O movimento foi de tal forma difundido que a organização dos campistas franceses resolveu enviar um representante: monsieur Hurteau Georges, um senhor educadíssimo, por sinal, e que se gabava, do alto dos seus cinquenta e poucos anos, de já ter acampado em todos os países da Europa. Tomemos a frase como autêntica e não como farronca. Hurteau nunca tinha montado tenda nem em Portugal nem em Espanha, e estava a aproveitar a oportunidade com a satisfação de um rapazinho que corre livre num campo de papoilas e gipsofila. Georges era um poliglota. E quando subiu ao palanque devidamente preparado para a sessão de festas, dirigiu-se à plateia num português um bocado macarrónico, mas ainda assim português, facto que arrancou aplausos sinceros da multidão que se juntara para ouvir o seu discurso de campista experimentado que conhece todos os segredos de plantar tendas de campanha seja lá onde for.

Ao meio-dia em ponto, com a chuva a tornar-se apenas numa morrinha irritante, foi a vez de falar o poder. Ou seja, meteu a boca no microfone o presidente da Comissão de Turismo, o dr. Asdrubal Calisto, logo seguido pelo sr. Jaime Neto em representação do presidente do município que, nesse dia, tinha mais do que fazer. Procedeu-se, em seguida, à inauguração oficial do acampamento. Coisa de arromba. Gente aos magotes seguiu a fileira oficial pelo meio das barracas que se erguiam por todo o parque. Aqui e além um “Viva!” ou um “Hurrah!”

A coisa, convenhamos, durou pouco tempo. Não estavam os eméritos personagens para se molharem por dá cá aquela palha, reduziram o percurso ao mínimo possível, nem lhes passou pela cabeça ir de tenda em tenda, uma a uma, perguntar a quem lá estava se se sentia em casa, ou quase. Já foi praticamente perante um bocejo colectivo que todos regressaram ao palanque dos discursos. Içaram-se bandeiras. A portuguesa, da República, como não podia deixar de ser, e a da Federação de Campismo de Portugal. Estralejaram aplausos, agora autênticos, principalmente quando a segunda subiu pelo mastro acima como se fosse uma lagartixa, lá ficando molemente dependurada como seria de esperar de um pedaço de pano escharcado.

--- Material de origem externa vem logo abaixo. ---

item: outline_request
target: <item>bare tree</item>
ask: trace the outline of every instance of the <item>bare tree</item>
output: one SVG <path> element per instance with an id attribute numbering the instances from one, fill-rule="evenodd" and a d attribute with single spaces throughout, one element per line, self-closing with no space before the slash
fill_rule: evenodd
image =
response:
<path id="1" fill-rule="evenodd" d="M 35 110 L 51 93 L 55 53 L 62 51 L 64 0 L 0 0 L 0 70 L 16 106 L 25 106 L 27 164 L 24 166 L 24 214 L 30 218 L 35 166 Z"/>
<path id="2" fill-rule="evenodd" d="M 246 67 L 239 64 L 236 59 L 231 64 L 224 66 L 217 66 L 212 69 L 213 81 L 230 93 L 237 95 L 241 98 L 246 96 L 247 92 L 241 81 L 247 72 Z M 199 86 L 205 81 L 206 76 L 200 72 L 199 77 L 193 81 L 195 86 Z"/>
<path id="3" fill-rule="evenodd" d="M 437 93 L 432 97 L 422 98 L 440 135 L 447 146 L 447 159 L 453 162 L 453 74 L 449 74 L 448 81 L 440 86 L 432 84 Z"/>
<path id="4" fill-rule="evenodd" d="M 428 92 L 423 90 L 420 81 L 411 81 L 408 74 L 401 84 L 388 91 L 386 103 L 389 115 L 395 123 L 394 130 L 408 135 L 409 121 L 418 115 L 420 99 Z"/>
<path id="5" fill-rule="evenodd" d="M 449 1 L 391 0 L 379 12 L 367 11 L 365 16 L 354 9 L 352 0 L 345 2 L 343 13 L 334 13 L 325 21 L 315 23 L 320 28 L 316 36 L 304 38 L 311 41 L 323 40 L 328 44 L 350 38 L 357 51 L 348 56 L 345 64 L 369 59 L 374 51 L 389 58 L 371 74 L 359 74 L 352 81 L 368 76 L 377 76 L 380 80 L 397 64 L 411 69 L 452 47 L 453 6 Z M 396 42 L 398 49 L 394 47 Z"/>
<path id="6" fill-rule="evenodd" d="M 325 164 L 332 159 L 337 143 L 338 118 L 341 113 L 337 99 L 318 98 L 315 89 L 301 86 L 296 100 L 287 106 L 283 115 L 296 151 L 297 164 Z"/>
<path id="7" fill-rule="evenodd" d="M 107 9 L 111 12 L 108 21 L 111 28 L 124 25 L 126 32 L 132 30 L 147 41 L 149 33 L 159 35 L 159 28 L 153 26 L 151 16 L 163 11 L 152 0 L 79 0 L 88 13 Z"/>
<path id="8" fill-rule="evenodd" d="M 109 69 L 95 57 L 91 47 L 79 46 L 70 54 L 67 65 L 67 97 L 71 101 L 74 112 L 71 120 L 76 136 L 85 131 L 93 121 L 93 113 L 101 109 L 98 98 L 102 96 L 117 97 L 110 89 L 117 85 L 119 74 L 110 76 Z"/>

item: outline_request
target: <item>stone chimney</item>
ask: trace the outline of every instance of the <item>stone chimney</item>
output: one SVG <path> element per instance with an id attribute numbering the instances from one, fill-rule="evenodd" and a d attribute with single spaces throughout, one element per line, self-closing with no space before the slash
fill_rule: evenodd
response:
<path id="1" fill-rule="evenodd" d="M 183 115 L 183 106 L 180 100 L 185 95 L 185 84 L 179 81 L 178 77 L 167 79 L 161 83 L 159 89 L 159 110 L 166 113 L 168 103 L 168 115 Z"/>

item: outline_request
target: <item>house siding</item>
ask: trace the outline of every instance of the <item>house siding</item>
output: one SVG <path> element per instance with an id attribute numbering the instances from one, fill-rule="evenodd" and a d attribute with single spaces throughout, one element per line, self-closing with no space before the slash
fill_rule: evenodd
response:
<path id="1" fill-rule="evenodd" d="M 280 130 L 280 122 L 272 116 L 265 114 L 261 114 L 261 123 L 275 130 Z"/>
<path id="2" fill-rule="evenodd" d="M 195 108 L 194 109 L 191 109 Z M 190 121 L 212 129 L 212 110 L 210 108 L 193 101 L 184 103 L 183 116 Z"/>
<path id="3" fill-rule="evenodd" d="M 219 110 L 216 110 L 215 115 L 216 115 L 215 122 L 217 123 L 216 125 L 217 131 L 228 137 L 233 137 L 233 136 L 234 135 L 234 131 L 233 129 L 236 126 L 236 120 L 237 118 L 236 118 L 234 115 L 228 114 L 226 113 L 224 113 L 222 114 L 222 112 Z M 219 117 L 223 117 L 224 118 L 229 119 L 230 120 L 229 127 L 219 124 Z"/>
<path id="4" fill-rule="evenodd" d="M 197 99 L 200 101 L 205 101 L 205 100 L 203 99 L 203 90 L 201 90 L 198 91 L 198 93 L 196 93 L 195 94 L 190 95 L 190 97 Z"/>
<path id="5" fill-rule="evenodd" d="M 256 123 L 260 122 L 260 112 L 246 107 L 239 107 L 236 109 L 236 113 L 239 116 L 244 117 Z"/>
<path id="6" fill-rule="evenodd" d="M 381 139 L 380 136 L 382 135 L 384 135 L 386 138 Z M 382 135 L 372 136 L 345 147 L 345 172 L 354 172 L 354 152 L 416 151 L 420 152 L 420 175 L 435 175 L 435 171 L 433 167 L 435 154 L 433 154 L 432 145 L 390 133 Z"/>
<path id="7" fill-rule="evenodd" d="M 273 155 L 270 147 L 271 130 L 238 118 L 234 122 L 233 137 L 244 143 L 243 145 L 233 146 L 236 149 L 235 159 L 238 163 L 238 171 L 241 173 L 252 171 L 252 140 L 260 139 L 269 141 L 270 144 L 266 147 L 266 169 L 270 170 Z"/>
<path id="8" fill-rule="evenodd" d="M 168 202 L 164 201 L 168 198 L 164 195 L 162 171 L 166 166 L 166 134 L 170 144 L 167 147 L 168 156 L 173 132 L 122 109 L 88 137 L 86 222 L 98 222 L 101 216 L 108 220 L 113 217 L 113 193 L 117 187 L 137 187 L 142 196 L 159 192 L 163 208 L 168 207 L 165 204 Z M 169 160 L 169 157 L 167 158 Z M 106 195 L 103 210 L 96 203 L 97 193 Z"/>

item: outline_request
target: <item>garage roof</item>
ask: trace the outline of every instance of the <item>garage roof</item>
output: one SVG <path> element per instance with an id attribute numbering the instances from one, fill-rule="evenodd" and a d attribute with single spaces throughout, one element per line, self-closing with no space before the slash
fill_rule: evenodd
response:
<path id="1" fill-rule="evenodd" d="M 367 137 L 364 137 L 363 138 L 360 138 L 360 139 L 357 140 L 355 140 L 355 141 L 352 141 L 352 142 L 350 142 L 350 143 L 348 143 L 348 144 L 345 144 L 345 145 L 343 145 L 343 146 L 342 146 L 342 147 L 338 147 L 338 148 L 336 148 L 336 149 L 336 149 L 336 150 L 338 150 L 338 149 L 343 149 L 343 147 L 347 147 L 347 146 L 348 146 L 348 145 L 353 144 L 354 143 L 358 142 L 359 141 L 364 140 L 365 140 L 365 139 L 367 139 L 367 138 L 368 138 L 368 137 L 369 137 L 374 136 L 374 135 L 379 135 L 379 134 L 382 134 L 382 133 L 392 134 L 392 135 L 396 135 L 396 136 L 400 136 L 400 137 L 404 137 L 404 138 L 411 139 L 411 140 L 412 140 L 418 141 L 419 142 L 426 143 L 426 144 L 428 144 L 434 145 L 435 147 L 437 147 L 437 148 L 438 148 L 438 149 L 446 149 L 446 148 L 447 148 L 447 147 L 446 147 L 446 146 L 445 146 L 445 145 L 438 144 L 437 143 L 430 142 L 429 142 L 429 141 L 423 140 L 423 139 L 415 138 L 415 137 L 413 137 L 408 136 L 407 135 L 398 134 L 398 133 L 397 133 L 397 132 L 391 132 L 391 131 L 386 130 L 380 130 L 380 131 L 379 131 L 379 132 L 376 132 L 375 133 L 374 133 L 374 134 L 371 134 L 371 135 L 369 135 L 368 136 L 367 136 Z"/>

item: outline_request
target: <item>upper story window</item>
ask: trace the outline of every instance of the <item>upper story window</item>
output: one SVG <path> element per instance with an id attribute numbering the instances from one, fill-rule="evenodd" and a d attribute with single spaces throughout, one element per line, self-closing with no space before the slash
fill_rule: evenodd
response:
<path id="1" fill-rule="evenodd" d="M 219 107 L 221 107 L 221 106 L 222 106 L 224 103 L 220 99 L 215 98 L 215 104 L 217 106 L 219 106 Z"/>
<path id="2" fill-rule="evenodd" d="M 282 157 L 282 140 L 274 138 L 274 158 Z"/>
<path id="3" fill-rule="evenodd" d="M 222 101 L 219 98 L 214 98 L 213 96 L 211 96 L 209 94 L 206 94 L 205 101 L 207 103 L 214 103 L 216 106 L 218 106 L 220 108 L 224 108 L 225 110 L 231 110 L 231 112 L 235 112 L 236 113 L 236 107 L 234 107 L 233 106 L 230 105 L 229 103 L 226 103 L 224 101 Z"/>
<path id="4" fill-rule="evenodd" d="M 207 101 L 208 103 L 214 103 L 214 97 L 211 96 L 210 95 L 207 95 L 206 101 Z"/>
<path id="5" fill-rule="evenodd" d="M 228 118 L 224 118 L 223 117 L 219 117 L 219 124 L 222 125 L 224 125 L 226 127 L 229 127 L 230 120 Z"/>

Carlos Freire, presidente da FCP, era um homem feliz e orgulhoso. Hurteau era procurado por toda a gente numa ânsia de histórias caricatas em países mais exóticos. Pela tarde, estender-se-iam os trabalhos do Congresso onde seria dada a palavra a 45 dos delegados presentes. Para alguns era demais. Tinham vindo para montar a tenda e tirar proveito dela. A chuva foi um bom motivo para se encafuarem dentro delas e não saírem mais o resto do dia.